Our file review evaluated all phases of the grant management process—from grantee selection to grant closeout.  In almost all of these phases, we found that state agencies differ in their management of grants.  Moreover, we often found that units within state agencies differ in how they manage grants. 

When we compared the grant management practices we observed through our file review to the evaluation criteria (best practices) outlined in the report, we found that the state’s management of grants was often inadequate.  For example, less than half of the grants we reviewed were competitively awarded.  In only one-third of these grants, grant application reviewers were required to sign forms asserting that they did not have a conflict of interest.  For less than one-quarter of the grants competitively awarded, grant applicants were required to submit financial information regarding the health of their organization.

For many of the grants we reviewed, agency staff did not verify that grant funds were used as intended.

Agencies varied widely in the level of monitoring they provided for their grants.  In contrast to the evaluation criteria, agency staff conducted formal site visits in less than half of the grants we reviewed.  Similarly, in 35 of the grants we reviewed, grant managers did not compare grant payment requests to grantees’ financial records in order to verify that grantees used state grant funds as intended.

In general, state agencies provide less oversight of legislatively-mandated grant recipients than other grantee organizations.

The Legislature sometimes names or describes in law the organization that is to receive a state grant.  Agency staff said that, because legislatively-mandated grantees are awarded funds by law, the agencies’ enforcement authority over these grantees is unclear.

Ten of the grants we reviewed involved legislatively-mandated grantees.  We found that agencies were in fact less likely to require work plans or interim reports and more likely to provide payments to these grantees in advance of work being performed.  Grant managers were also less likely to conduct site visits for legislatively-mandated grantees than for grants to other organizations.

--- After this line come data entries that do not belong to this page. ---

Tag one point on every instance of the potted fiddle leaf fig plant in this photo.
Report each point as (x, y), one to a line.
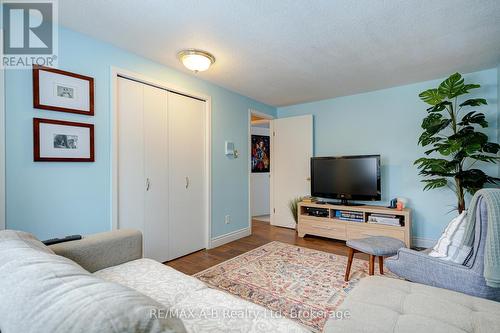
(451, 134)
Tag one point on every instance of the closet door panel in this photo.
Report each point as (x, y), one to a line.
(130, 155)
(156, 167)
(186, 175)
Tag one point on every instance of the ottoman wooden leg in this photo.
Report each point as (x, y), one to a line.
(349, 264)
(371, 267)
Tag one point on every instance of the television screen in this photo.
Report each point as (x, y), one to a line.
(346, 177)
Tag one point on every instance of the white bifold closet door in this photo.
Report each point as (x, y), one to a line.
(187, 216)
(161, 173)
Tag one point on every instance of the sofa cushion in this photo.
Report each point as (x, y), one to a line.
(21, 239)
(160, 282)
(43, 292)
(201, 309)
(381, 304)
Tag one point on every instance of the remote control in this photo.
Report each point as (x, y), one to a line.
(61, 240)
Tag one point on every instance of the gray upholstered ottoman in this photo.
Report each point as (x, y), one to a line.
(375, 246)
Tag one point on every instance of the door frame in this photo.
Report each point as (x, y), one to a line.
(115, 73)
(249, 159)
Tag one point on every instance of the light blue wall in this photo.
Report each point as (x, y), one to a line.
(498, 113)
(387, 122)
(56, 199)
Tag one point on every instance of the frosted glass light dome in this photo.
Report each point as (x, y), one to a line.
(196, 60)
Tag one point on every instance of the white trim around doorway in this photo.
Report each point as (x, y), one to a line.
(115, 73)
(249, 158)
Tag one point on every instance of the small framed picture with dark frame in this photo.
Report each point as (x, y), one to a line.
(57, 90)
(62, 141)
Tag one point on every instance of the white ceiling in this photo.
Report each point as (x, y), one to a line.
(284, 52)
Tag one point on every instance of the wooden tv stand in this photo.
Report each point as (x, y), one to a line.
(332, 227)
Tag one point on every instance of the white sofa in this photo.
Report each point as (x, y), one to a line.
(113, 289)
(40, 294)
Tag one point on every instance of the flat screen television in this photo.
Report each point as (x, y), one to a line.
(346, 178)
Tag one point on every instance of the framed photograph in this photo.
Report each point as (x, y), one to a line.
(57, 90)
(260, 153)
(62, 141)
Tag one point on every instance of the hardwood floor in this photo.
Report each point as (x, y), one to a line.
(262, 233)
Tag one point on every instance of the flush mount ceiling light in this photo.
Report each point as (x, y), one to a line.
(196, 60)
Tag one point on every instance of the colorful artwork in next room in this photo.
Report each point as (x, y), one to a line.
(260, 153)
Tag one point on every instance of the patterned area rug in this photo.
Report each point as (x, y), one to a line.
(301, 284)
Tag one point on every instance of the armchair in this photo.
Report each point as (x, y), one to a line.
(469, 278)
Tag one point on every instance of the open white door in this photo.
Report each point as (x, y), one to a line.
(291, 152)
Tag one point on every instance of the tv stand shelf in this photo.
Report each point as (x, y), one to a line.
(332, 227)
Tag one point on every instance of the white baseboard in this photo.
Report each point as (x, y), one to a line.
(230, 237)
(423, 242)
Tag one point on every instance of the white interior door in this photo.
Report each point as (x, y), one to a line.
(291, 151)
(156, 174)
(187, 215)
(130, 155)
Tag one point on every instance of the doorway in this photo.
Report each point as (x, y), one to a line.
(259, 140)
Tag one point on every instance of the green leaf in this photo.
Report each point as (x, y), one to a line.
(431, 96)
(439, 107)
(426, 139)
(474, 102)
(434, 123)
(472, 179)
(485, 158)
(449, 147)
(474, 118)
(452, 86)
(435, 165)
(434, 183)
(491, 147)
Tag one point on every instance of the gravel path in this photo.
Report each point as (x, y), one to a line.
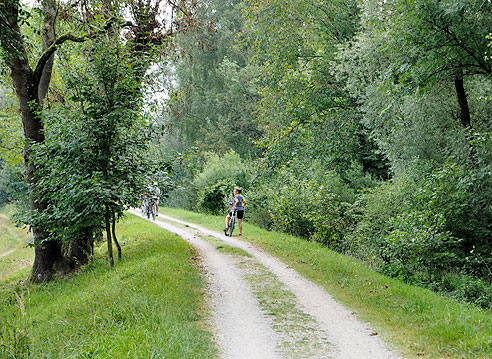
(245, 325)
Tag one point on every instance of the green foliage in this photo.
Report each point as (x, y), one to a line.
(214, 97)
(220, 174)
(311, 204)
(149, 306)
(93, 161)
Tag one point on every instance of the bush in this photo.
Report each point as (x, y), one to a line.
(215, 182)
(467, 289)
(309, 206)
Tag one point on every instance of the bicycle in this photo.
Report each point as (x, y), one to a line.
(145, 207)
(232, 222)
(153, 209)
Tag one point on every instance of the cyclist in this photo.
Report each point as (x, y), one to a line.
(238, 202)
(156, 192)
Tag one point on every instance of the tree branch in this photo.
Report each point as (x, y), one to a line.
(51, 50)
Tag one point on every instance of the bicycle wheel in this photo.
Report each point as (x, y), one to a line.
(231, 226)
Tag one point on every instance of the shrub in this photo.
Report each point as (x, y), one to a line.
(215, 182)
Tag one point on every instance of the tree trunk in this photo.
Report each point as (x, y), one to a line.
(108, 237)
(462, 101)
(26, 85)
(49, 37)
(114, 236)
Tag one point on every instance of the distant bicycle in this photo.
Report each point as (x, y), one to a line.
(232, 223)
(152, 208)
(145, 207)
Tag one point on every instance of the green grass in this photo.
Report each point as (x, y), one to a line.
(15, 258)
(148, 306)
(418, 322)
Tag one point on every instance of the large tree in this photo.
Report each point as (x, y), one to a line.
(147, 29)
(31, 84)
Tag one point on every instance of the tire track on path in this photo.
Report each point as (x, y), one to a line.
(351, 338)
(242, 331)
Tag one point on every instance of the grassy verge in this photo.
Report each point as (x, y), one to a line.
(15, 258)
(418, 322)
(148, 306)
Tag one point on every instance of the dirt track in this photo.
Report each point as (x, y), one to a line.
(261, 308)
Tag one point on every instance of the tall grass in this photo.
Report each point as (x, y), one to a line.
(15, 257)
(148, 306)
(418, 322)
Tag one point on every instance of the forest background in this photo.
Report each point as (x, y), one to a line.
(362, 125)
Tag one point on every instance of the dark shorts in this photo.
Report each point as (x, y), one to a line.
(240, 214)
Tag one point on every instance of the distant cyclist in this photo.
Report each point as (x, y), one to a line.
(238, 202)
(156, 192)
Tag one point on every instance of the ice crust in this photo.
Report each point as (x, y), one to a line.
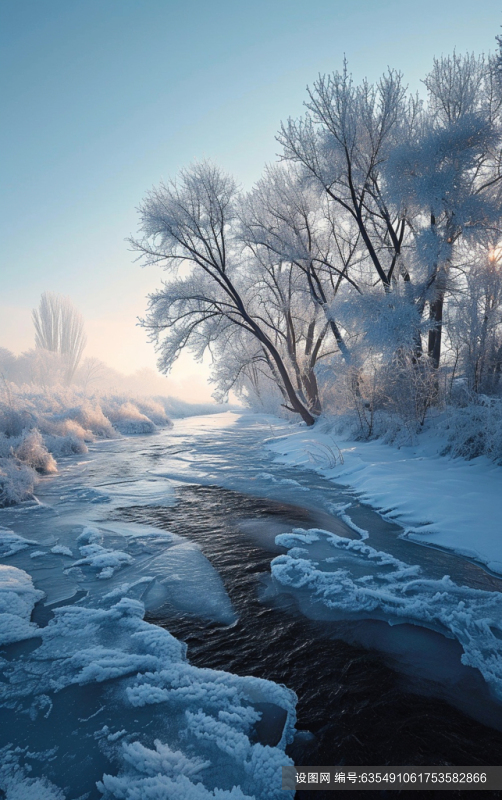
(334, 577)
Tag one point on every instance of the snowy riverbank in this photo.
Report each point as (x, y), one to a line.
(438, 500)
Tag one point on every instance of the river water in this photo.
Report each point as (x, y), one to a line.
(368, 693)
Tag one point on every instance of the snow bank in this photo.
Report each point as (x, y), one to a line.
(338, 578)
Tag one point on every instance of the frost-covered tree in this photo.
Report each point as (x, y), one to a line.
(445, 176)
(59, 328)
(187, 228)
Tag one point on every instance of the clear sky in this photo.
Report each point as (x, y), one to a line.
(101, 99)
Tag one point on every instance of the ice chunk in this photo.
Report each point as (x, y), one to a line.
(121, 705)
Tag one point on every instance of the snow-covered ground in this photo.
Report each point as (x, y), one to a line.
(440, 501)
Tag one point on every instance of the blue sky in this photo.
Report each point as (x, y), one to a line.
(101, 99)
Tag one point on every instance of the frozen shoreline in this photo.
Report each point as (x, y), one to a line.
(448, 503)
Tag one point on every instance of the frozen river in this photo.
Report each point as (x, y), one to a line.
(393, 649)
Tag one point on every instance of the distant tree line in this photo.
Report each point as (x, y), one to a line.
(369, 257)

Summary of Agency Response

In a letter dated December 12, 2006, Public Safety Deputy Commissioner Mary Ellison, who is also Team Leader of Governor Pawlenty’s Drive to Excellence Grants Management Steering Committee, wrote that she was “pleased to note that the recommendations of [the OLA] report are consistent with those of the Drive to Excellence Grants Management Steering Committee.”  She further commented that she “look[s] forward to working with [OLA] and the legislature in furthering the goal of consistent professional management of grants to Minnesota nonprofit organizations.”

1State of Minnesota’s Drive to Excellence, Annual Report to the Governor (St. Paul, December 2005), 41.

More Information

The Program Evaluation Division was directed to conduct this study by the Legislative Audit Commission in April 2006. For a copy of the full report, entitled "State Grants to Nonprofit Organizations," 51 pp., published in January 2007, please call 651/296-4708, e-mail Legislative.Auditor@state.mn.us, write to Office of the Legislative Auditor, Room 140, 658 Cedar St., St. Paul, MN 55155, or go to the webpage featuring the report. Staff who worked on this project were Judy Randall (project manager), and Adrienne Howard.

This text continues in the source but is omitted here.